Von der Staubfluse bis hin zum Satellitenbild des nächtlichen Londons – Ilka Helmig untersucht die Phänotypen, die Erscheinungsweisen von Bildern und Objekten. Sie spürt Wachstumsstrukturen und -Prozessen nach, seien sie geordnet oder chaotisch. Und sie sucht nach der Ästhetik des Zufalls.
Ihr künstlerisch-sezierender Blick auf die Strukturen unserer Welt kennzeichnet die Arbeiten der Aachener Künstlerin, die größtenteils eigens für die Ausstellung „Phénotype“ im Ludwig Forum Aachen entstanden sind.
Im Zentrum steht eine raumgreifende und verschlungene Skulptur aus verbundenen Holzbalken.

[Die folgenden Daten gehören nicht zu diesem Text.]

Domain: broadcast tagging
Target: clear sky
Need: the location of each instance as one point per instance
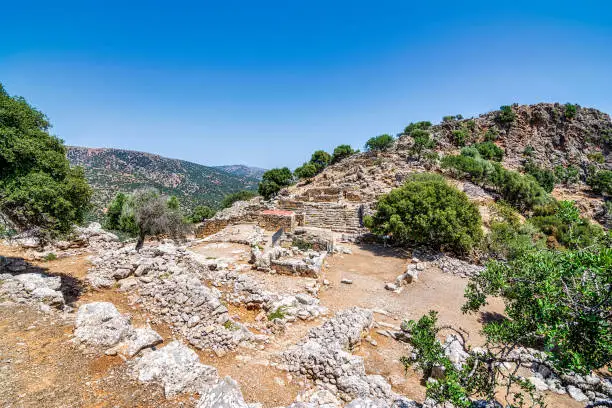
(265, 83)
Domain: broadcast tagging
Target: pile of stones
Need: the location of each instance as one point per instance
(324, 356)
(22, 283)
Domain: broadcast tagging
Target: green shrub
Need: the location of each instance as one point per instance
(452, 118)
(203, 212)
(307, 170)
(491, 135)
(428, 211)
(243, 195)
(421, 141)
(506, 115)
(490, 151)
(279, 313)
(273, 181)
(424, 125)
(566, 175)
(568, 228)
(570, 110)
(50, 257)
(596, 157)
(460, 137)
(38, 188)
(320, 159)
(508, 237)
(481, 376)
(545, 178)
(556, 301)
(342, 152)
(378, 143)
(601, 182)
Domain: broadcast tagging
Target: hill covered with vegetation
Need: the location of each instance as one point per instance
(110, 171)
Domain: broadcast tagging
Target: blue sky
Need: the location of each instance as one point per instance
(266, 83)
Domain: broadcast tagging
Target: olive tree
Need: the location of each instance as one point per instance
(38, 188)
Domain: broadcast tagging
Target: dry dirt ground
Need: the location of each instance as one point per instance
(41, 367)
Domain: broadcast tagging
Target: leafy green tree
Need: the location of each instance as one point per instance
(243, 195)
(570, 110)
(421, 141)
(379, 143)
(342, 152)
(489, 151)
(201, 213)
(426, 210)
(307, 170)
(506, 115)
(153, 215)
(556, 301)
(321, 159)
(38, 188)
(460, 137)
(545, 178)
(424, 125)
(273, 181)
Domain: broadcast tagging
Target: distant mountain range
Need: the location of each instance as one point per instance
(110, 171)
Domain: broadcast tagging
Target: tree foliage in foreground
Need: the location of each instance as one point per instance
(38, 188)
(426, 210)
(557, 301)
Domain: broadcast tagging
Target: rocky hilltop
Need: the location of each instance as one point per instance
(112, 170)
(547, 134)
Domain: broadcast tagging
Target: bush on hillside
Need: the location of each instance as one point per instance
(545, 178)
(489, 151)
(307, 170)
(243, 195)
(320, 159)
(423, 125)
(341, 152)
(460, 137)
(379, 143)
(273, 181)
(570, 110)
(506, 115)
(566, 175)
(569, 319)
(38, 188)
(427, 211)
(601, 182)
(201, 213)
(421, 141)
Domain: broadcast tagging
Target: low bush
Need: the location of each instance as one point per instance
(570, 110)
(342, 152)
(506, 115)
(379, 143)
(490, 151)
(424, 125)
(426, 210)
(545, 178)
(601, 182)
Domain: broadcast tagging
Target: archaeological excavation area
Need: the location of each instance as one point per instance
(256, 312)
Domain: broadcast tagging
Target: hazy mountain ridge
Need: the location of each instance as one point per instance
(111, 170)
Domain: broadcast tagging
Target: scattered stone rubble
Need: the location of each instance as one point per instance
(324, 357)
(22, 283)
(101, 326)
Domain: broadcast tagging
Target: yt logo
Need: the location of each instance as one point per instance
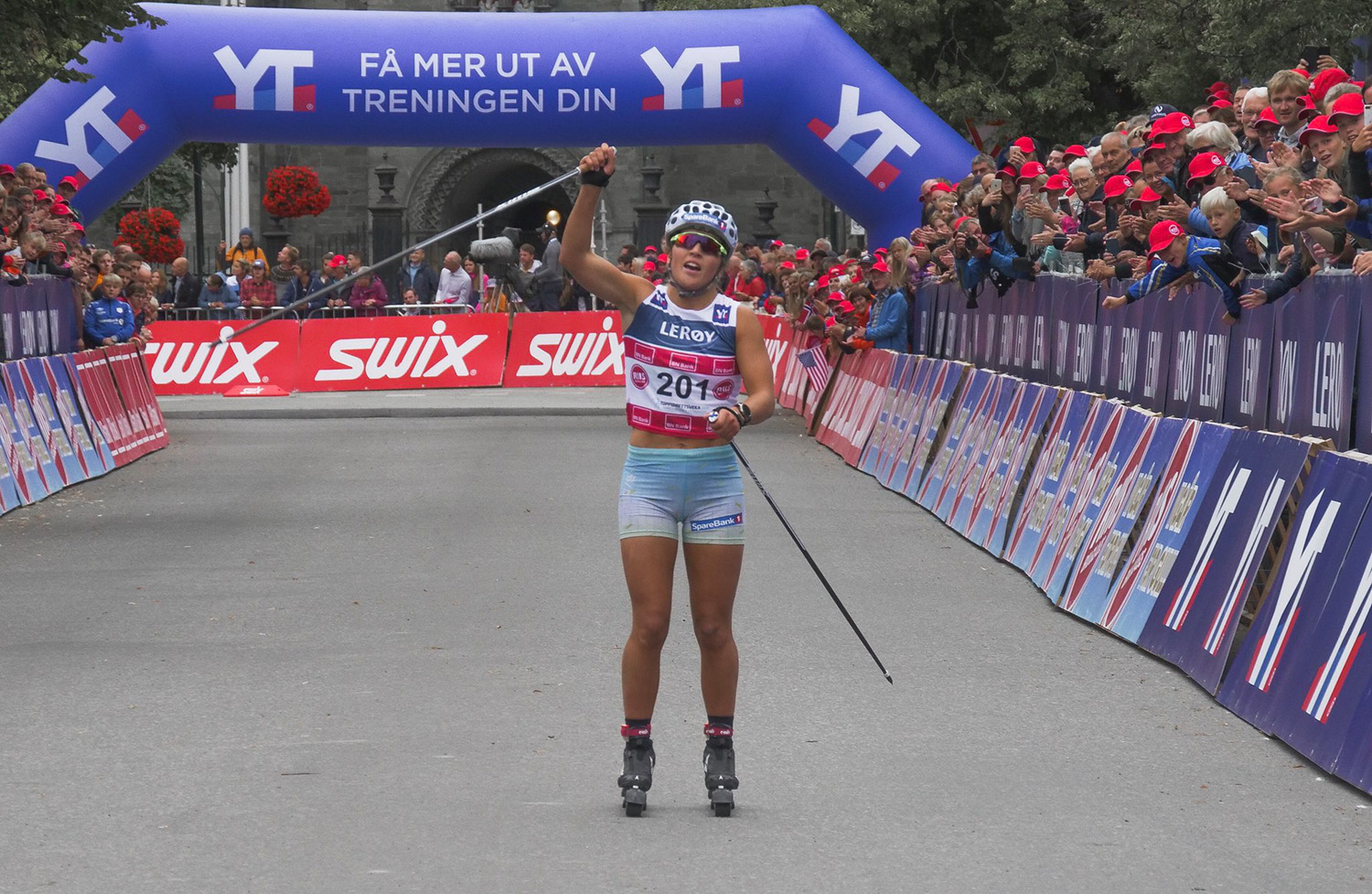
(870, 161)
(283, 95)
(713, 92)
(115, 136)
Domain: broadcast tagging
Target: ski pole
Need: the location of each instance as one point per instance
(812, 565)
(447, 232)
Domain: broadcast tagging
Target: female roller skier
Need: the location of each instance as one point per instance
(689, 353)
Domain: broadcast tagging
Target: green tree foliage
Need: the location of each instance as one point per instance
(1067, 69)
(46, 38)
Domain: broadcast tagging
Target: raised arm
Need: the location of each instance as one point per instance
(609, 283)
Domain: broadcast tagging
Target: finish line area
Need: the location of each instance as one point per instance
(383, 654)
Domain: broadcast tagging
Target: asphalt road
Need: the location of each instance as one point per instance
(383, 655)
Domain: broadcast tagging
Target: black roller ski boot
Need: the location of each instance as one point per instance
(638, 770)
(721, 781)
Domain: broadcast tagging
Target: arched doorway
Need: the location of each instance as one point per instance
(455, 181)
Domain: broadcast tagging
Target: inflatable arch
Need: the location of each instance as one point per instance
(238, 74)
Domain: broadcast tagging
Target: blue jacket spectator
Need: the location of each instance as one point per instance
(891, 327)
(109, 318)
(219, 299)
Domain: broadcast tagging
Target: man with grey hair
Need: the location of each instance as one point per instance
(455, 285)
(183, 288)
(1114, 154)
(1253, 104)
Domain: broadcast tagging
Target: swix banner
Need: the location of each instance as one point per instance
(387, 353)
(565, 349)
(187, 359)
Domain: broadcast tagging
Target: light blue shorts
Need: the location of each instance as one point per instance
(693, 493)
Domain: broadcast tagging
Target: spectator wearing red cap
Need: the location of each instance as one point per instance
(1177, 255)
(889, 324)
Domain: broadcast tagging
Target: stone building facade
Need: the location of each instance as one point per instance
(438, 187)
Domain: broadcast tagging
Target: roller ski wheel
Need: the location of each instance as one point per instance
(721, 779)
(638, 773)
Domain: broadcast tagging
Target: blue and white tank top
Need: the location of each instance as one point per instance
(680, 365)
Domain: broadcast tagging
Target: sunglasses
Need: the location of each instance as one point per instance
(708, 244)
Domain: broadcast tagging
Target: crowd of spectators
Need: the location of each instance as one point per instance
(1265, 180)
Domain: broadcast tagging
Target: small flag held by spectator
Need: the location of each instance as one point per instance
(817, 365)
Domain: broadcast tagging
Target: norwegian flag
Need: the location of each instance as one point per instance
(817, 365)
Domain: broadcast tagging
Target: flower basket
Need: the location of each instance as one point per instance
(154, 232)
(295, 191)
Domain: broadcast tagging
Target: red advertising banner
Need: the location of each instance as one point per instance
(394, 353)
(551, 349)
(187, 359)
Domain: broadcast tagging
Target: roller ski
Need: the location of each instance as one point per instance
(638, 770)
(721, 781)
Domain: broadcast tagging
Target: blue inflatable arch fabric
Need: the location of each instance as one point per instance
(494, 80)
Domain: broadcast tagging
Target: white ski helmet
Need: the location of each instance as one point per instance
(700, 214)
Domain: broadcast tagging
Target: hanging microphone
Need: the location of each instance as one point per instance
(497, 250)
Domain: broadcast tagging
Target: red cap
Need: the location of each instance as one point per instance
(1117, 186)
(1152, 148)
(1163, 235)
(938, 187)
(1320, 124)
(1346, 104)
(1172, 123)
(1324, 80)
(1204, 165)
(1146, 197)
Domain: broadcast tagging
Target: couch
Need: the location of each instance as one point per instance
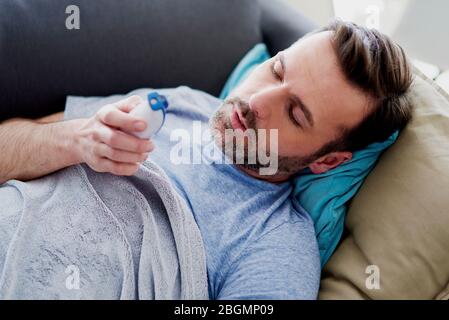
(397, 228)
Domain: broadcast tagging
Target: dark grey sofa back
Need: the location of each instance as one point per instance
(124, 45)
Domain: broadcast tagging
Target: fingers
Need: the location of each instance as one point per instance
(116, 115)
(117, 139)
(126, 105)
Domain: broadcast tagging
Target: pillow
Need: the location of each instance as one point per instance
(398, 224)
(324, 196)
(257, 55)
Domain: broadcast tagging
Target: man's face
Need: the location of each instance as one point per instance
(303, 94)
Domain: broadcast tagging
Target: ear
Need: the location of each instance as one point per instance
(329, 162)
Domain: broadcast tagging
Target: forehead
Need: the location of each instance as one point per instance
(314, 74)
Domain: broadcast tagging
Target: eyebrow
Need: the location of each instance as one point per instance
(295, 98)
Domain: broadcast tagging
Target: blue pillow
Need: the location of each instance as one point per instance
(324, 196)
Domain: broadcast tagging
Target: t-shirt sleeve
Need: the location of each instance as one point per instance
(283, 264)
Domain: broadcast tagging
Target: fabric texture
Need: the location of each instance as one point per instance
(397, 225)
(324, 196)
(259, 242)
(79, 234)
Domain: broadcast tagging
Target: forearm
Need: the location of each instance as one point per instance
(29, 149)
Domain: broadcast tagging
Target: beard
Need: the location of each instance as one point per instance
(243, 148)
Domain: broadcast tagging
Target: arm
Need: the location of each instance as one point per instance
(33, 148)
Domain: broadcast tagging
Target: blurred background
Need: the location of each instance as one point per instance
(420, 27)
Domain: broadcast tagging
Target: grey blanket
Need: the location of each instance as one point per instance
(79, 234)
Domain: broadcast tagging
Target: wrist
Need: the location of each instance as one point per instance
(71, 142)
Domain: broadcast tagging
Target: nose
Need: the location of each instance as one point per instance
(264, 102)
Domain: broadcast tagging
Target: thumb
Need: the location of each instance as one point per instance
(127, 104)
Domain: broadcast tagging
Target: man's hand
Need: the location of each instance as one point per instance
(102, 143)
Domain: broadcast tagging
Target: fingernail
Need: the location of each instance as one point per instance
(139, 125)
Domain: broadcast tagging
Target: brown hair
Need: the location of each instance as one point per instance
(379, 67)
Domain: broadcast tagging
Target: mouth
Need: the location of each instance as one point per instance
(237, 120)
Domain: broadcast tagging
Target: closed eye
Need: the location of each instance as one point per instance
(273, 71)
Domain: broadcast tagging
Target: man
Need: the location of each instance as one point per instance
(328, 95)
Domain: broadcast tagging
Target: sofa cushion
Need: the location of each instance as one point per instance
(120, 46)
(397, 239)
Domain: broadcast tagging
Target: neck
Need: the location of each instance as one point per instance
(278, 178)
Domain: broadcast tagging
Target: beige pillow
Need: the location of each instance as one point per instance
(397, 242)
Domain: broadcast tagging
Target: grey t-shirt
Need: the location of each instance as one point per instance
(260, 243)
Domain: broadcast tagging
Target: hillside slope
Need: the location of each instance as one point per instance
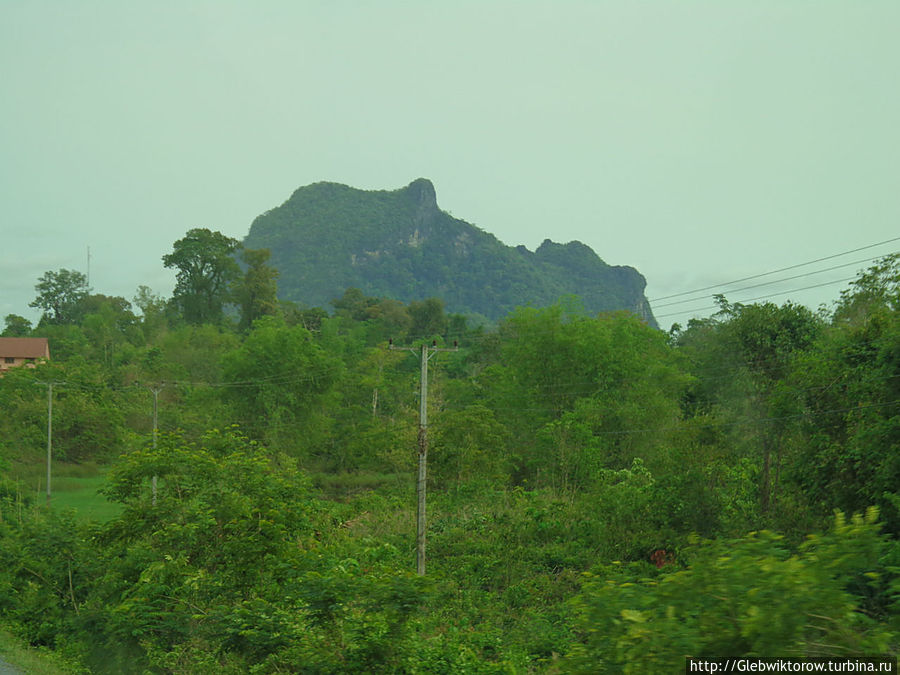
(328, 237)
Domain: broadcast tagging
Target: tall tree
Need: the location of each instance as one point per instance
(206, 270)
(16, 326)
(60, 294)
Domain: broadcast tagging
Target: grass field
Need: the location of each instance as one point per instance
(74, 486)
(32, 661)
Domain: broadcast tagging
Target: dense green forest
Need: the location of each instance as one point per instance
(604, 497)
(397, 243)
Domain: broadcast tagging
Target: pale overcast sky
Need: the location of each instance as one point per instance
(699, 142)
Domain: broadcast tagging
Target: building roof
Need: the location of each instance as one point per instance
(25, 348)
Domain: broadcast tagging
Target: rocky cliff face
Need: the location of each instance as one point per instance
(329, 237)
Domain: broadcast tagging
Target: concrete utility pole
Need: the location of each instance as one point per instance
(427, 353)
(49, 386)
(155, 391)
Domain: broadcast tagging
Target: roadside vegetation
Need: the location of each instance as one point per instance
(603, 497)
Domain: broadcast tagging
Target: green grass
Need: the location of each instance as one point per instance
(82, 495)
(73, 486)
(33, 661)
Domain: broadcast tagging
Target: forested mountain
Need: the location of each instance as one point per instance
(398, 244)
(240, 496)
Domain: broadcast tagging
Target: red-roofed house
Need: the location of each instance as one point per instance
(16, 352)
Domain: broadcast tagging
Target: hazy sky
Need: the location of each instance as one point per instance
(699, 142)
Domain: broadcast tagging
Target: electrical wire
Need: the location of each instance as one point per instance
(782, 269)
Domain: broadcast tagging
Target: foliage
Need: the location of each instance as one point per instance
(206, 268)
(59, 295)
(746, 597)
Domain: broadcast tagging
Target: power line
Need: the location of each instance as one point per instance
(783, 269)
(776, 281)
(761, 297)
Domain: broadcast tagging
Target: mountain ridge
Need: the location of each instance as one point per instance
(328, 237)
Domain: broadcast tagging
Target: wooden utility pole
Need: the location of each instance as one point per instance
(427, 353)
(49, 386)
(155, 391)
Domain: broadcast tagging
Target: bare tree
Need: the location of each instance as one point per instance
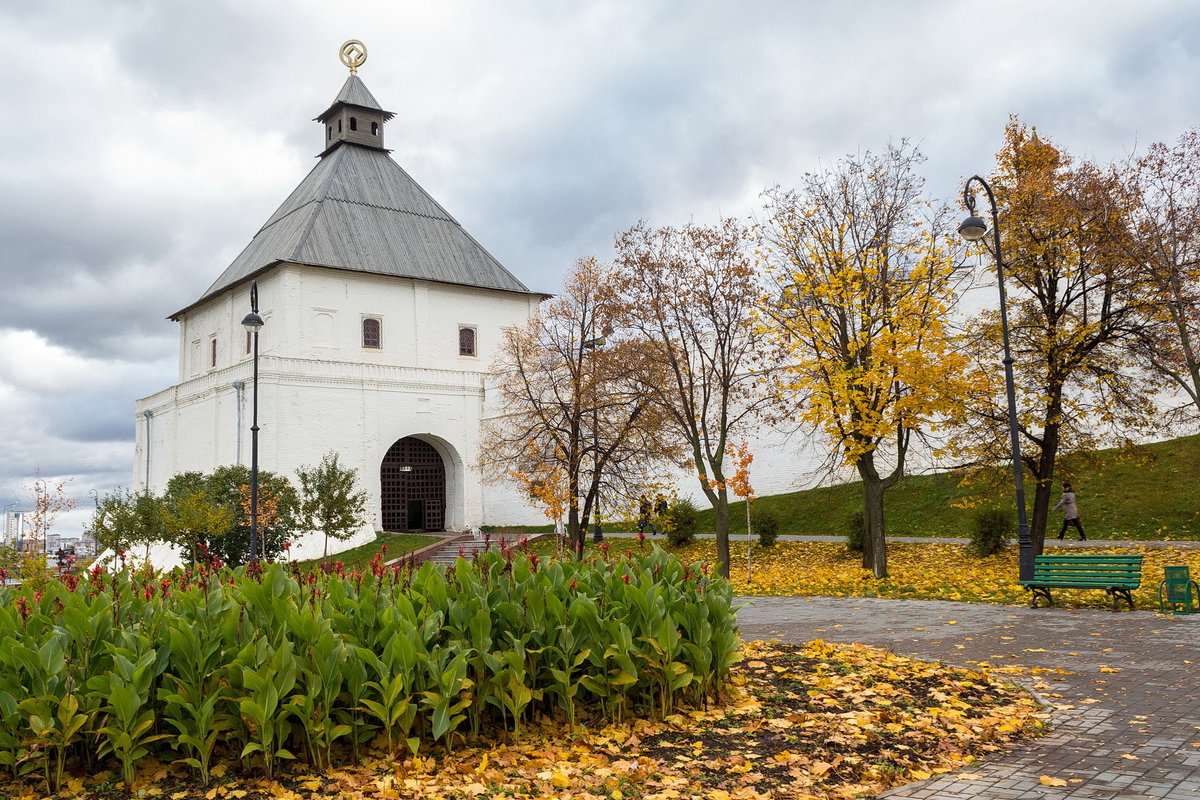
(1077, 305)
(1165, 242)
(689, 294)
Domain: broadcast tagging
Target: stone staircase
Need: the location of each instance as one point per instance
(466, 546)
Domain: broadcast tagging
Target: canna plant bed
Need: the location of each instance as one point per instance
(240, 672)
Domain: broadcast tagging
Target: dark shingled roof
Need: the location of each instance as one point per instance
(359, 210)
(355, 92)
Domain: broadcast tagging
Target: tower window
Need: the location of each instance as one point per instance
(372, 332)
(466, 341)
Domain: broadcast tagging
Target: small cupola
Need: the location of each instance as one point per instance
(355, 115)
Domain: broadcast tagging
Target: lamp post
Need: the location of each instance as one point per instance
(975, 229)
(253, 323)
(597, 534)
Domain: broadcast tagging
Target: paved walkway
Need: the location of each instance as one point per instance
(1129, 734)
(1183, 545)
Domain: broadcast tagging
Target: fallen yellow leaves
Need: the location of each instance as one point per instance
(918, 571)
(805, 722)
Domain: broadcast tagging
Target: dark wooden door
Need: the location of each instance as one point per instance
(413, 487)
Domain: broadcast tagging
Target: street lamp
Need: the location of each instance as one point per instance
(253, 323)
(592, 344)
(976, 229)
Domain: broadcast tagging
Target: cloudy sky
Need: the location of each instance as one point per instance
(148, 140)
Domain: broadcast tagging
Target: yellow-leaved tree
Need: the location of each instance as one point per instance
(577, 429)
(1078, 305)
(863, 286)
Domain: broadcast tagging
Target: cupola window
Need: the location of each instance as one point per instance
(466, 341)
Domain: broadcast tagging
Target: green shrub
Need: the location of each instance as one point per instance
(681, 522)
(990, 534)
(766, 524)
(280, 662)
(856, 528)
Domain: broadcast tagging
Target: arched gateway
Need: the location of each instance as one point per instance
(413, 487)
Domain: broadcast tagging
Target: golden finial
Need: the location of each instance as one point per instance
(353, 54)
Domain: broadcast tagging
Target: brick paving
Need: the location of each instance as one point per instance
(1129, 734)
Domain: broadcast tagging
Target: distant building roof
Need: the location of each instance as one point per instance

Wie ein Gerüst, das aus den Fugen geraten ist, bewegt sich die Struktur aus Vier- und Sechskanthölzern durch den Raum. Ilka Helmig hat vorab einige Konstruktionsparameter festgelegt, etwa die Auswahl der Holzbalken. Diese schneidet sie in unterschiedlich lange Teile, deren Enden in jeweils variierende Winkel zulaufen. Dadurch lässt sich das Verbinden der Glieder nur bedingt planen und das hölzerne Gebilde mäandert durch den Ausstellungsraum, wie der Zufall es will. Zeichnerische, fotografische und mikroskopische Darstellungen ergänzen die Konstruktion, wie etwa die korrespondierende Form einer Wandzeichnung aus Klebeband. Auch sie bewegt sich in mehr oder weniger vorgegebenen Grenzen, ist darin jedoch unvorhersehbar. Weitere „Verästelungen“ wird die Künstlerin noch hinzufügen – Akkumulationen und Veränderungen machen die Ausstellung selbst zu einem Wachstumsprozess.
Auch in den anderen Arbeiten stellt Ilka Helmig die Frage nach chaotischen und geordneten Strukturen, nach Regelmäßigkeit und Unregelmäßigkeit: Durch ein Mikroskop fotografiert sie einen Tropfen getrockneter Milch oder einen Staubpartikel. Zugleich studiert sie Stadtgrundrisse sowie ein Muster aus Äckern und Feldern in einer Luftaufnahme. In der Gegenüberstellung biologischer und kulturell bedingter Strukturen zeigt Ilka Helmig ungeahnte ästhetische Zusammenhänge und visuelle Systematiken auf. Im Vordergrund steht dabei nicht die logische Begründbarkeit dieser strukturellen Prozesse, sondern die bildnerische und vergleichende Erkenntnis.
Ilka Helmig (*1971) arbeitet an der Schnittstelle von Kunst und Design. Nach ihrem Design-Studium in Nürnberg studierte sie Bildende Kunst in Bonn. Seit 2007 lehrt sie als Professorin für visuelle Konzeption und Zeichnung an der Fachhochschule Aachen.